Jones handed me the manila folder and I flipped it open. Emma was beside me instantly, her golden hair brushing my arm in contrast to my own pale blonde as she leaned in to read the documents inside.


There were stacks of paper paper-clipped together and I quickly realized that they were dossiers of people. The first was for Ronald Tarnique, father of two pretty dark-haired girls. I frowned as I read about his perfectly normal life. What was I missing? “Okay, so he was a corporate executive for one of the major charities, nice house, good income, happy family. So?”


Jones flipped to the final page of Tarnique’s dossier. It was a court order sentencing Tarnique to life at the California State Paranormal Treatment Facility—aka “the zoo.” It was the very facility I’d fought not to be sentenced to. It was located in the desert outside my hometown of Santa Maria de Luna; I’d watched TV exposéon the place that would curl your hair and heard rumors that would make you lose your lunch. According to the paper, Tarnique had gone on a rampage and slaughtered forty people at a school bake sale. I flipped back to the original police report, which had the man—as a werewolf—chewing kids’ limbs off and then eating said limbs covered with cake frosting.


Emma grabbed the file from me and read the first few pages again. “This doesn’t sound right at all. Something doesn’t add up. Lycanthropes can’t put on acts this good. To raise a family, exist in the corporate world long enough to become a manager, participate in society, and then … this.” She looked at Jones with haunted eyes. “What sent him over the edge?”


“Therein lies the question.” He tapped a finger on the edge of the folder. “All of these cases didn’t add up. Amy got suspicious. She told Kevin and said something was very wrong.” Amy, Kevin’s girlfriend, is also a werewolf. “She said the one thing all of these people had in common is that they’d recently visited the zoo. Tarnique had been interested in having his charity provide resources to the facility to better the lives of the prisoners.”

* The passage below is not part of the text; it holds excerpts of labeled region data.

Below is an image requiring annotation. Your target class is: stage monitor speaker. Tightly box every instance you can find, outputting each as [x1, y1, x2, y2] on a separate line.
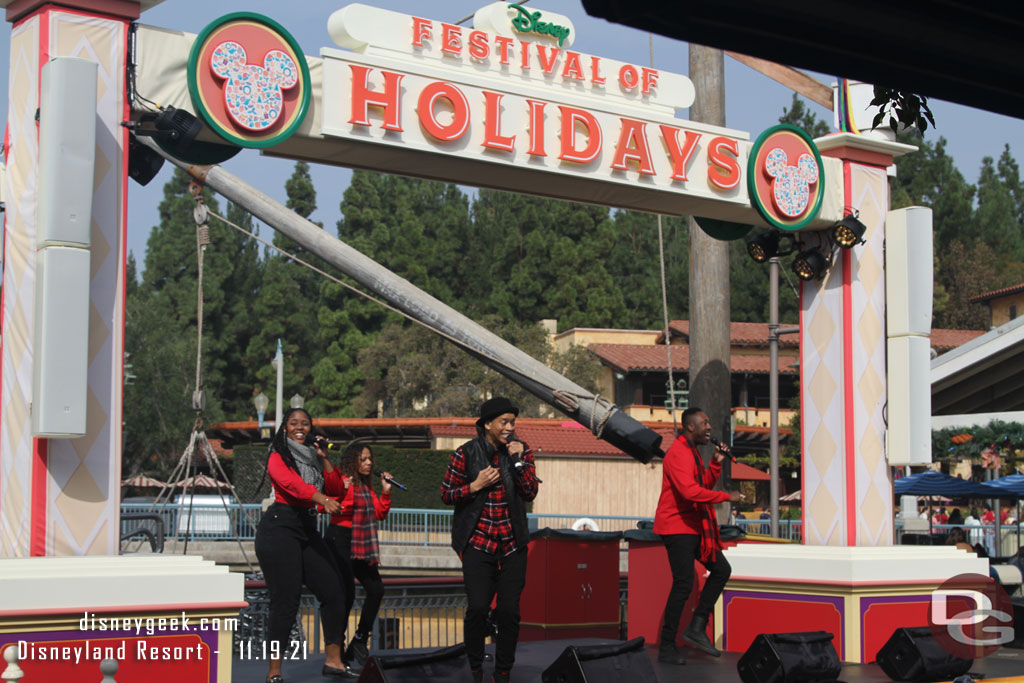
[541, 637, 657, 683]
[32, 247, 90, 438]
[358, 643, 473, 683]
[36, 57, 98, 249]
[878, 626, 974, 681]
[737, 631, 843, 683]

He shifted another paper-clipped stack to the top so I could see the picture of a pretty woman with a Farrah Fawcett–style hairdo. “Tamara Cornith, also a lycanthrope, went on a similar rampage—right down to the bake sale—in the same week, two hundred miles to the south. She’d been to the zoo months before to see her husband’s aunt, who was a guard. But they met in the parking lot, just long enough for the older woman to sign some papers. Cornith never even made it inside.”


“What does this have to do with Kevin? Has he been frequenting bake sales?”


Jones shook his head and opened his mouth, but Edgar spoke up. He was now leaning against the fender of the sedan and watching us with interest. “No. Amy apparently got curious and decided to talk to the people in the file.”


“She’d mentioned to me,” Emma added, “that she was going to try to get a visitor’s pass to the zoo. She thought something was going on there and she wanted to see for herself.”


“She got inside.” Jones let out a noise that was both annoyed and frustrated. “And they decided to keep her. They locked her in a cage and Kevin called me to help get her out.”


Emma’s outrage was immediate. “They can’t do that! They have to have a court order to put someone in prison. They can’t just keep them.”


“Are you sure?” Jones sounded amused. “Amy is a werewolf. Kevin thought they might have some sort of sniffer that alerts the staff. It would be a small matter to lock up a guest and ask for a sanctioning order to keep them. What judge would refuse if it was claimed someone went berserk inside the facility?”